Scientists have known about the consequences of smoking during pregnancy for more than 35 years, but they have made little progress in disseminating effective interventions to help pregnant women quit smoking or to keep young women from becoming addicted. Most health care providers are not trained to offer the specialized intensive services needed to help women stop smoking; most insurers do not cover the cost of smoking cessation interventions; and the programs that do exist do not focus on the smoker who is pregnant. Smoking is not a casual activity that can be easily stopped at will; it is a powerful addiction. The addictive powers of nicotine are illustrated in the results of a survey of drug addicts who reported that quitting cigarettes was much more difficult than quitting illicit drugs and alcohol.15
Other behaviors, such as diet and the abuse of alcohol and other drugs, while important, do not have nearly the impact on overall rates of low birth weight that cigarette smoking has.

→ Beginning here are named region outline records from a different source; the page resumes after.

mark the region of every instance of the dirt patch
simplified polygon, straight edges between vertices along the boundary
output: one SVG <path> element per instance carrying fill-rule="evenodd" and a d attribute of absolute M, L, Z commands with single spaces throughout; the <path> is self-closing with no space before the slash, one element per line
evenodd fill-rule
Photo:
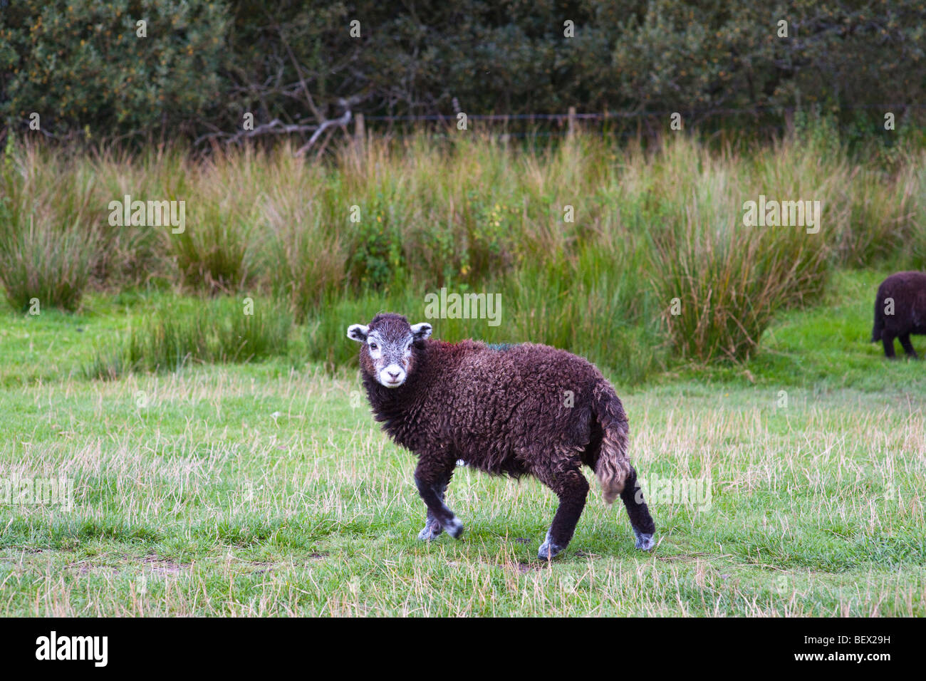
<path fill-rule="evenodd" d="M 112 565 L 101 565 L 88 561 L 78 561 L 66 565 L 69 570 L 77 570 L 78 574 L 119 574 L 119 569 Z"/>
<path fill-rule="evenodd" d="M 521 562 L 519 561 L 516 565 L 518 572 L 521 574 L 526 574 L 527 573 L 539 573 L 541 570 L 546 570 L 550 567 L 548 562 Z"/>
<path fill-rule="evenodd" d="M 190 565 L 173 562 L 172 561 L 162 561 L 157 556 L 145 556 L 144 564 L 151 574 L 162 577 L 177 576 L 183 571 L 190 569 Z"/>

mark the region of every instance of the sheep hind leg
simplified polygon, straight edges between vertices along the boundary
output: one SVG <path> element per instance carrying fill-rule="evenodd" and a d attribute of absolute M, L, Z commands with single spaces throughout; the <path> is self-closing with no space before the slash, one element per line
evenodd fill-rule
<path fill-rule="evenodd" d="M 537 477 L 559 498 L 559 507 L 553 516 L 546 538 L 537 551 L 537 558 L 541 561 L 552 561 L 569 546 L 575 534 L 576 524 L 585 508 L 588 481 L 577 470 L 567 471 L 565 474 L 559 475 L 541 473 Z"/>
<path fill-rule="evenodd" d="M 914 359 L 920 359 L 920 355 L 918 355 L 917 351 L 913 349 L 913 344 L 910 343 L 909 334 L 904 334 L 900 336 L 900 345 L 904 347 L 904 352 L 907 353 L 907 357 L 912 357 Z"/>
<path fill-rule="evenodd" d="M 447 491 L 447 484 L 439 485 L 434 491 L 437 492 L 437 497 L 443 503 L 444 495 Z M 441 526 L 441 521 L 437 520 L 437 516 L 431 511 L 431 509 L 428 509 L 428 517 L 424 521 L 424 528 L 418 533 L 418 538 L 421 541 L 433 541 L 441 536 L 442 532 L 444 532 L 444 527 Z"/>
<path fill-rule="evenodd" d="M 415 470 L 415 485 L 418 487 L 418 493 L 421 497 L 421 500 L 424 501 L 424 505 L 428 507 L 428 516 L 429 519 L 432 516 L 435 523 L 439 523 L 443 530 L 444 530 L 450 536 L 455 539 L 458 539 L 460 535 L 463 534 L 463 523 L 460 522 L 454 511 L 446 507 L 444 503 L 444 493 L 446 490 L 447 482 L 450 480 L 450 475 L 453 473 L 453 466 L 456 465 L 456 459 L 451 462 L 450 468 L 447 470 L 435 470 L 433 466 L 422 465 L 420 462 L 418 468 Z M 431 523 L 432 528 L 433 528 L 433 523 Z M 426 522 L 425 529 L 421 530 L 419 534 L 419 537 L 422 539 L 428 539 L 425 535 L 425 530 L 428 529 L 428 523 Z M 433 535 L 430 538 L 433 538 L 437 535 Z"/>
<path fill-rule="evenodd" d="M 636 536 L 636 548 L 648 551 L 656 546 L 656 523 L 649 514 L 649 508 L 643 499 L 643 490 L 636 480 L 636 471 L 631 468 L 630 475 L 624 481 L 624 490 L 620 493 L 620 500 L 624 502 L 627 515 L 631 519 L 631 527 Z"/>
<path fill-rule="evenodd" d="M 894 359 L 894 335 L 888 334 L 887 331 L 882 333 L 881 342 L 884 346 L 884 357 L 888 359 Z"/>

Abuse of alcohol and other drugs is associated with low birth weight and preterm birth, but relatively few pregnant women engage in drug abuse. The recent "epidemic" of cocaine use in the United States did not have a large effect on overall rates of low birth weight or preterm birth and may have been confined to local areas.16 However, some individual mothers and infants do suffer from the effects of drug abuse. Many women who desire to enter drug treatment programs are turned away because programs for drug-abusing pregnant women are generally unavailable.17
The situation is similar for diet. Because very few women in the United States are severely undernourished, only a small subset of women might be helped by dietary interventions. In addition, little impact on overall rates of low birth weight can be expected by reductions in the number of women having inadequate weight gain during pregnancy, low prepregnancy weight, and abuse of alcohol and other drugs during pregnancy. However, individual women can benefit greatly by abstaining from using drugs during pregnancy and by paying careful attention to their nutritional needs before and during pregnancy. Prenatal care can play an important role in assisting women to maintain healthful lifestyles.